アイツの病気
「レナは3年前からガンに侵されてました。初めは乳がん。その後色んな場所に転移してた。ずっと戦ってたわ。あなたの事、ずっとレナから聞かされてた。多分あの子の人生の中で一番、いやきっと唯一深く愛していたんだと思う。いつもあなたの思い出を話していたわ。」
香澄はゆっくりとただしっかりと俺の方を見て語った。どうして言ってくれなかったんだろう。いや伝える義務もなければ、俺は知る権利もないのは重々分かっていた。

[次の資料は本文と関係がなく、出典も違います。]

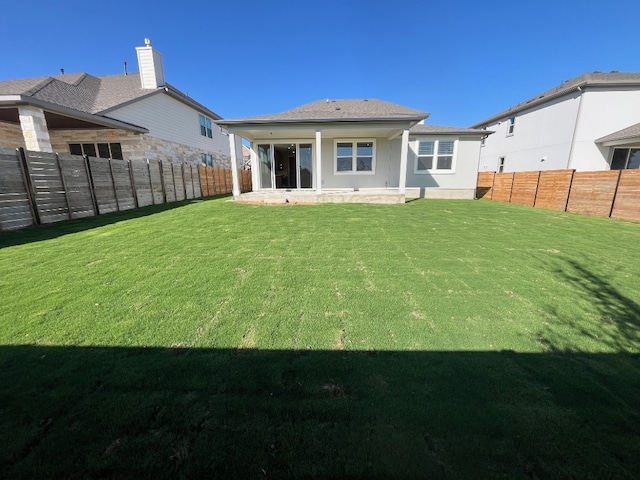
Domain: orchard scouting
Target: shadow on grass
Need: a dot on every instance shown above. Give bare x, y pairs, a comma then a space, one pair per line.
53, 230
618, 322
71, 412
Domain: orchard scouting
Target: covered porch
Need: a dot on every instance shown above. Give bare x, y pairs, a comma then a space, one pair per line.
361, 163
302, 197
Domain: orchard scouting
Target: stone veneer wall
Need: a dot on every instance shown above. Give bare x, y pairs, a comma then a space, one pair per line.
136, 146
11, 135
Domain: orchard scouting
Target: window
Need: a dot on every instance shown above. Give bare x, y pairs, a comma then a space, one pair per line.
625, 158
205, 126
102, 150
206, 159
511, 126
435, 156
355, 156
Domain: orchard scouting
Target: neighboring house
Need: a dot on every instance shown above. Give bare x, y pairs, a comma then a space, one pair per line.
332, 146
590, 122
129, 116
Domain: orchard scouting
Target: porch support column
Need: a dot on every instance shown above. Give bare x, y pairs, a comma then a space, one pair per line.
318, 161
34, 129
404, 153
234, 166
255, 172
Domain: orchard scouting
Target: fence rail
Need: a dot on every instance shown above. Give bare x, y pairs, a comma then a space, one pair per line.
609, 193
39, 187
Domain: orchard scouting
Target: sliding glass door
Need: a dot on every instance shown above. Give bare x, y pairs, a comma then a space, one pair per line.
305, 162
287, 166
265, 165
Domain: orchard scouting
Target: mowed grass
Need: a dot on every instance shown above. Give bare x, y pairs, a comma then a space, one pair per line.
435, 339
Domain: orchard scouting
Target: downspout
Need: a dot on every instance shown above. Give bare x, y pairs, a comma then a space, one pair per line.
575, 128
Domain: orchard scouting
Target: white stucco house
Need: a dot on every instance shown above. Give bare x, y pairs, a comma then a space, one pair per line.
127, 116
590, 122
356, 150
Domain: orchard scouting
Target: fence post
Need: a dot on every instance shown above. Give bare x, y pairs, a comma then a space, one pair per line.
513, 179
133, 184
566, 204
193, 183
113, 182
153, 197
173, 179
535, 195
164, 187
92, 187
64, 185
615, 193
26, 178
184, 183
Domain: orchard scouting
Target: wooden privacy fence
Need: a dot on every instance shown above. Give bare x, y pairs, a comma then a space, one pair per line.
609, 193
39, 187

「レナの余命はとっくに過ぎてるの。もしかしたら、自分で自分の命を終わらそうと思ったのかもしれない。3日間の外泊許可を勝手にとって自分のアパートに戻ったみたいね。たぶん体力も限界だったろうに。」
救命士が言ってた手術痕、注射針の痕がレナの身体に生々しく残っていた。
「レナはきっとあなたに会いたかったのよ、最後に。でもね、、、、もしかしたら勇気がなかったのよ。」香澄は続けた。

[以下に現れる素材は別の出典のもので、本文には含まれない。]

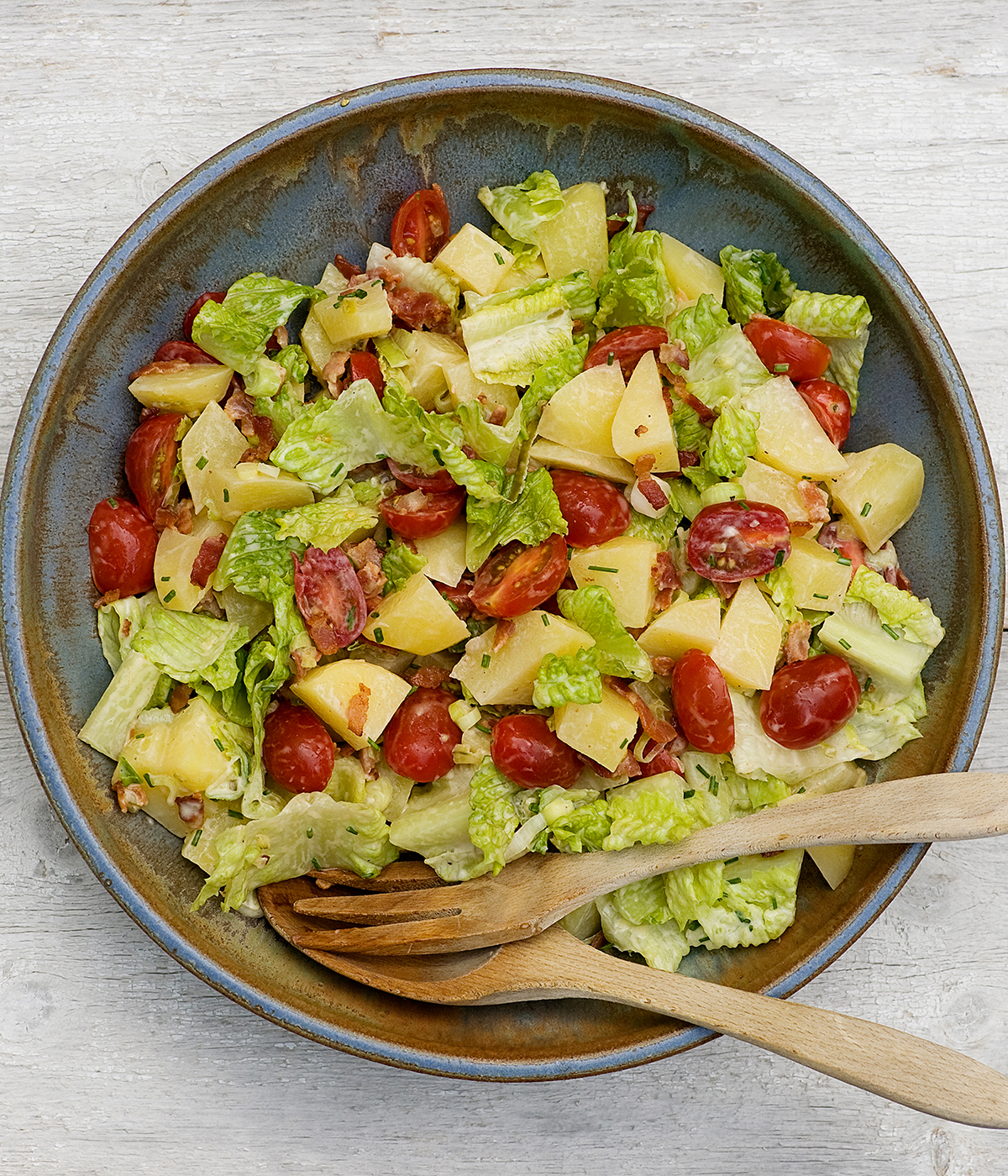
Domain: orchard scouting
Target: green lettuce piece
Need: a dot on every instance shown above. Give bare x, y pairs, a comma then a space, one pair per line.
755, 282
532, 519
592, 609
522, 208
311, 832
573, 678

「あなた方2人がどうして別れたか、私は知らない。決してレナは教えてくれなかった。今更聞こうとも思わないんだけど、歩さんはどう思ってるの?」
「どうって。。。私自身いつも心の何処かでレナを探してたんです。別れてからもずっと。」
「ありがとう。その気持ちを聞けただけで十分よ。今日は私があとは付いてます。明日会社でしょ?」
「はい、でも。。」
「今日はとにかく帰ってください。レナの父親もこちらへ向かってますし、鉢合わせすると面倒くさいでしょ」
いや、父親にも会って謝罪したいと思ったが、また明日来る約束をして一旦家路についた。